I’m talking a lot more about my dad’s father (he wasn’t a dad) than I am about his mother (she wasn’t a mom). Frankly I know more about him. I know she was brilliant. Yes, she was smarter than my mom’s mom. Granny didn’t always have all the answers. My other grandmother always had an answer. And it was usually right. It was also usually long. (I get that from somewhere.) I remember asking her once if Cooperstown, NY is close to New York City. It took her half an hour to answer that question.

But I never had much of a relationship with her. Neither did my dad. He’d talk about “my mother,” or “my father.” I heard him call his father “Dad” once. They were arguing. About me. As for her, well, I never heard him call her “Mom.”

I haven’t seen her or spoken with her since October 1990.

It’s hard for me to talk or write about this, because I don’t want to rag on my relatives. I always had a great deal of respect for them. I know what they were capable of, and I think that’s why I’m disappointed in them.

My dad grew up being told he’d be a failure all his life. He didn’t get good grades, and he was rebellious. I suspect a lot of that was because he had two absentee parents. But Dad was smart. It seems his biggest problem growing up was that he mostly used his great mind to figure out when he had to perform and when he could get by with slacking. He also couldn’t make up his mind what he wanted to do with his life. He had the same gifts his father had, but he wanted to be as different from his father as possible, and that posed a dilemma for him. He once told me his father didn’t know what to do with him. But that’s OK. Dad was only two years younger than I am now when he finally figured out what to do with himself.

The decision was made that my dad’s younger brother would carry my grandfather’s torch after he died. I don’t know what role she played in the decision, but she stood behind it. My dad watched as his brother made mistakes and both his brother and his mother paid for them. My dad tried to help. He didn’t want his help. She didn’t want his help. Finally my dad gave up. Dad had made himself a success; in his own mind, he’d proven them wrong. I don’t think he was interested in proving them wrong in their minds; he just didn’t want to see them struggle. Loyalty runs in the family.

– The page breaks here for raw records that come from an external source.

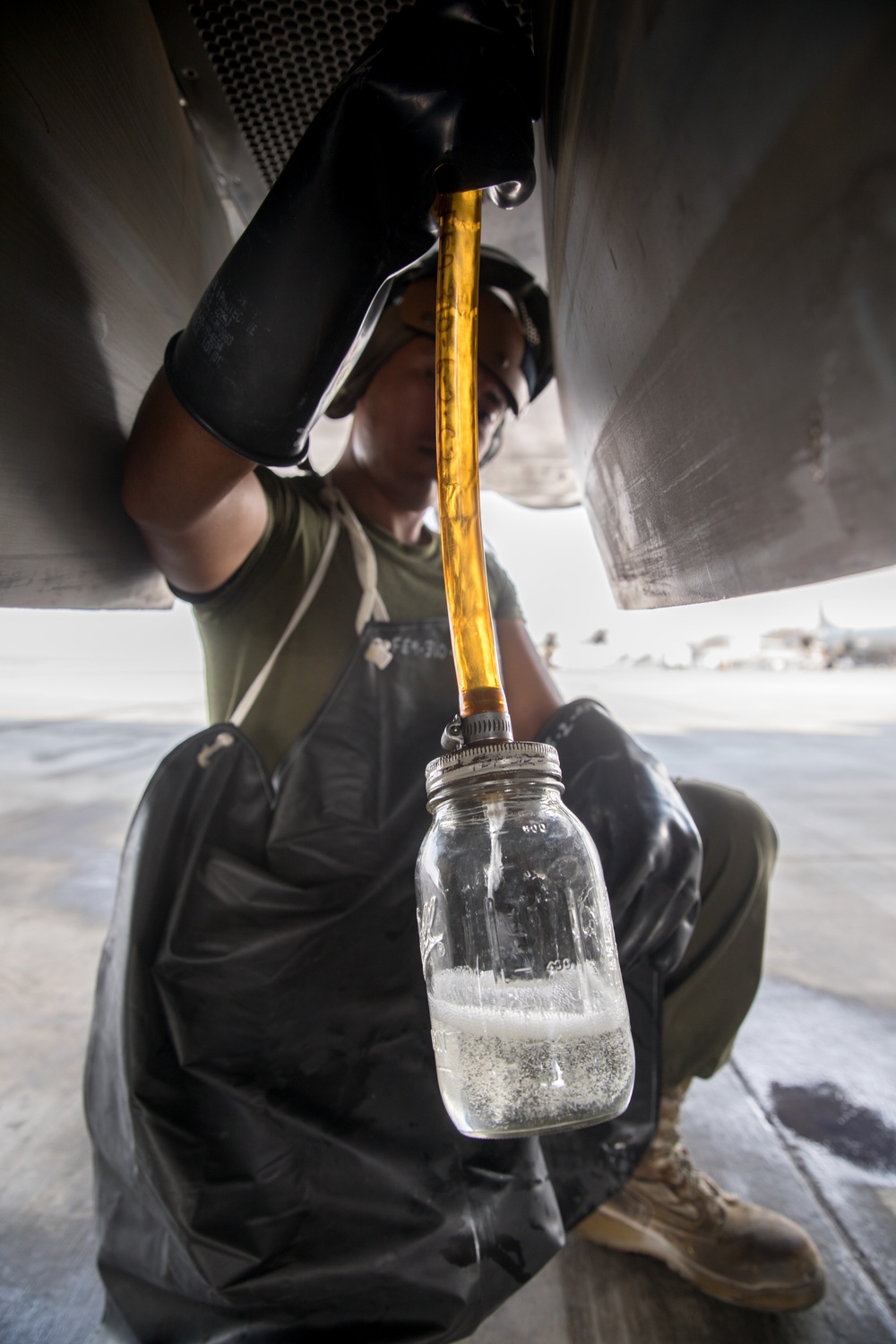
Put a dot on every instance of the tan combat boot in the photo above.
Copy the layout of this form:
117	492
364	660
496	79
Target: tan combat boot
735	1252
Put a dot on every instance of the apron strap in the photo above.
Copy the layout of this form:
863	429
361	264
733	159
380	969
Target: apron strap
371	604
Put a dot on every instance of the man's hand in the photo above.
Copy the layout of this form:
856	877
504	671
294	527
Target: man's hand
649	847
443	99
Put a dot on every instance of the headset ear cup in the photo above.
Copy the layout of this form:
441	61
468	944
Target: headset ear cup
495	446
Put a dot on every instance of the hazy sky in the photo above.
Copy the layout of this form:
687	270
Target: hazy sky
554	561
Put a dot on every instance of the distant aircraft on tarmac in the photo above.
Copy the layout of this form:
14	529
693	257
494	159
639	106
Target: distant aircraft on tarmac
836	645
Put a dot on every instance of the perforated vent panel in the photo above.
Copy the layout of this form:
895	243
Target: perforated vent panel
279	61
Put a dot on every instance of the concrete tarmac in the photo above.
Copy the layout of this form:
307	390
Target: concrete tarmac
804	1120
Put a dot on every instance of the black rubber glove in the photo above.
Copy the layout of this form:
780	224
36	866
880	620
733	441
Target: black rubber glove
443	101
649	847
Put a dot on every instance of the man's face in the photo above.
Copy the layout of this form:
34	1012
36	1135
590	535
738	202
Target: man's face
394	430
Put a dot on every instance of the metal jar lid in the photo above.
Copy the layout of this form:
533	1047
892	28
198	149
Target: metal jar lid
489	763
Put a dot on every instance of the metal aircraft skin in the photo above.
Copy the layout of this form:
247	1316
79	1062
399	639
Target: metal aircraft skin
721	268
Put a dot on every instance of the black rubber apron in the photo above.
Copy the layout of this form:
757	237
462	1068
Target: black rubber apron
273	1158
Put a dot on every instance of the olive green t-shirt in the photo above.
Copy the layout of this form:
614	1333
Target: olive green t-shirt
241	621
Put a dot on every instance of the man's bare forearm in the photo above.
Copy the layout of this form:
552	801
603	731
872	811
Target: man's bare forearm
199	505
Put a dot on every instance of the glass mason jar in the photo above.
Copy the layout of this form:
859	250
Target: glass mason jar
530	1019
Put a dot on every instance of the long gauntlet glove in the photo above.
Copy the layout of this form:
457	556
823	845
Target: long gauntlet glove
649	847
444	99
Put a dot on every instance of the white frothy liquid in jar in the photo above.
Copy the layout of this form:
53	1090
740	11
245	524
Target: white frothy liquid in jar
514	1056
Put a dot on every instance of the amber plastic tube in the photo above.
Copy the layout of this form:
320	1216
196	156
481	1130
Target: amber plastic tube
458	460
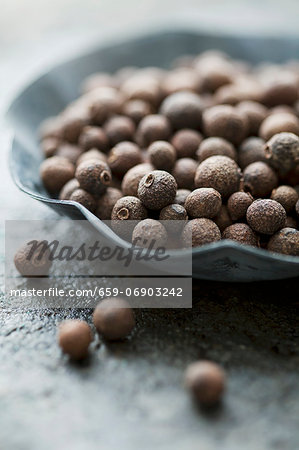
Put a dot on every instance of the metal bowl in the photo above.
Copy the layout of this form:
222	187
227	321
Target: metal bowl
50	93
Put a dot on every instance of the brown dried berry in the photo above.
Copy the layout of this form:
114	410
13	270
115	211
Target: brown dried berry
282	151
93	137
84	198
126	211
206	382
186	142
277	123
74	337
285	241
242	233
203	202
119	128
51	128
154	127
220	173
223	219
157	189
255	113
106	203
238	204
68	189
93	176
149	233
266	216
184	172
259	179
286	196
227	122
183	110
92	155
33	259
200	232
162	155
251	150
215	146
181	195
114	319
55	172
49	146
137	110
123	157
132	178
70	152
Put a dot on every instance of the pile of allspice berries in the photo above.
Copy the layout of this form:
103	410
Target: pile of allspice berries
211	143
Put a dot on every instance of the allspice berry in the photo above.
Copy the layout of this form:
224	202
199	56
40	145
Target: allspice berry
181	195
220	173
203	202
90	155
126	211
183	110
266	216
162	155
251	150
200	232
55	172
184	172
259	179
175	216
93	137
286	196
123	157
106	203
285	241
223	219
238	203
149	233
227	122
157	189
154	127
84	198
282	151
206	381
215	146
186	142
93	176
256	113
277	123
114	319
132	178
242	233
137	110
33	261
119	128
68	189
74	337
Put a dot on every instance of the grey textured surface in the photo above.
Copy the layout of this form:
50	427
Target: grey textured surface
129	395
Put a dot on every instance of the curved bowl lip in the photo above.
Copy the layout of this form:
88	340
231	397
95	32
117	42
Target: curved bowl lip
100	225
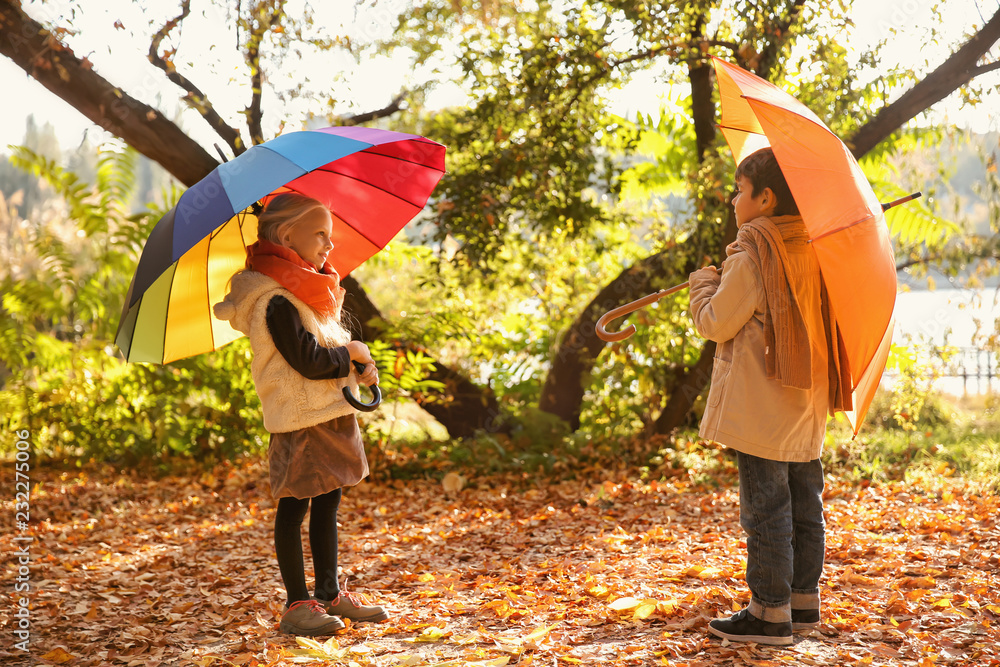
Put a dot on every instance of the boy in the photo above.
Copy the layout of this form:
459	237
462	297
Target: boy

I asked my mom which of my grandmothers really had more? Her mom thought she struggled all her life, but she was always able to provide for herself and others. Always. Had she been able to see that, I think she’d still be alive today.

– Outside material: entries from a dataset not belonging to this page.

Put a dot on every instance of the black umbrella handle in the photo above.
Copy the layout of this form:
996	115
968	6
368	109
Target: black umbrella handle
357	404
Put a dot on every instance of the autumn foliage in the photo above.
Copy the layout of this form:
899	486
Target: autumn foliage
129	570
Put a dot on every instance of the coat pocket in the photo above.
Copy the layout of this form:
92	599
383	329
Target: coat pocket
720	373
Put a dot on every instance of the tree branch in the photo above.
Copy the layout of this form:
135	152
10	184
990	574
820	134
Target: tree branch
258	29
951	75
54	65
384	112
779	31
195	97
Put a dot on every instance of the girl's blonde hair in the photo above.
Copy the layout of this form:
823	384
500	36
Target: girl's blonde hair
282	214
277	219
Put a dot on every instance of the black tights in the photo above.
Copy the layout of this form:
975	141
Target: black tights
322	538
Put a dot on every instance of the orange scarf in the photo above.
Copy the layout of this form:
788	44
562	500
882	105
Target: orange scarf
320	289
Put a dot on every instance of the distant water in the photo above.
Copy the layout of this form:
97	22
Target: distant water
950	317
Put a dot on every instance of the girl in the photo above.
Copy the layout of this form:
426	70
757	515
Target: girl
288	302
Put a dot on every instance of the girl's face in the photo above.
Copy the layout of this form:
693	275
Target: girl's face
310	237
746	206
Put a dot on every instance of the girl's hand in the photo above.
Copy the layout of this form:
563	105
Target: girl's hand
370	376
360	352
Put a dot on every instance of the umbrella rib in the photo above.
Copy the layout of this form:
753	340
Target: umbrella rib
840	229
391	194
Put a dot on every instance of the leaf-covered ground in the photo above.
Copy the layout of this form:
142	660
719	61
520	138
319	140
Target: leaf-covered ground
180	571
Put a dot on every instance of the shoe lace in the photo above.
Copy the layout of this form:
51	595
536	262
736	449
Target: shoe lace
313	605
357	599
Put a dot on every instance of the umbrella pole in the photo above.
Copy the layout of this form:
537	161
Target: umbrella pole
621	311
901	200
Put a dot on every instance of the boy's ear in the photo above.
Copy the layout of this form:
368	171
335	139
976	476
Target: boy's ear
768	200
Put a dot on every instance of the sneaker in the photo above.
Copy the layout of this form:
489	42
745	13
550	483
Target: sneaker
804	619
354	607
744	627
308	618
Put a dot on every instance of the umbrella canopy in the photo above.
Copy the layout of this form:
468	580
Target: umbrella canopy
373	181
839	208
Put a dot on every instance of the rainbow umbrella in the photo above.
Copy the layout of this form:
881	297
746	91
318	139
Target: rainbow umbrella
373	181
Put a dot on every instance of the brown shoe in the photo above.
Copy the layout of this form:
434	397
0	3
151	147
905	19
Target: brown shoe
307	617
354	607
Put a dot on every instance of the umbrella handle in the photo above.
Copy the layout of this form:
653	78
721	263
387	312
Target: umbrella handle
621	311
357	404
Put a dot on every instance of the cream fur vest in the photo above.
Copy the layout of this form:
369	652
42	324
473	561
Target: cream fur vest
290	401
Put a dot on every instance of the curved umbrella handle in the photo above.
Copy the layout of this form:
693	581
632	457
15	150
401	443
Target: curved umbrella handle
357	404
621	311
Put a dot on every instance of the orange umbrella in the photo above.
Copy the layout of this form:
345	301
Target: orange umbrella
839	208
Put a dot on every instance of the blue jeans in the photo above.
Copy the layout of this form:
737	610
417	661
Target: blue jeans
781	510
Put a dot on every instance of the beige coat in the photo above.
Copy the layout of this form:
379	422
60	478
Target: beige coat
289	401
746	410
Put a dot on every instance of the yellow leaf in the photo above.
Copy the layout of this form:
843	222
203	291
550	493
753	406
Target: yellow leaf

When Granny died, she left enough for her four kids to fight over. But they didn’t fight over it. That wasn’t how she raised them.

I know one of my duties is to provide for my relatives, and in that regard, to be perfectly honest, I always let my dad’s mom down. But I guess I always assumed since she never wanted my dad’s help when he was alive, why would she want mine? To my knowledge, she never attempted to contact me after he died, so I had no way of knowing any different.

Dad’s mom died yesterday. All I have on her living conditions is hearsay, but I know poverty when I hear it described.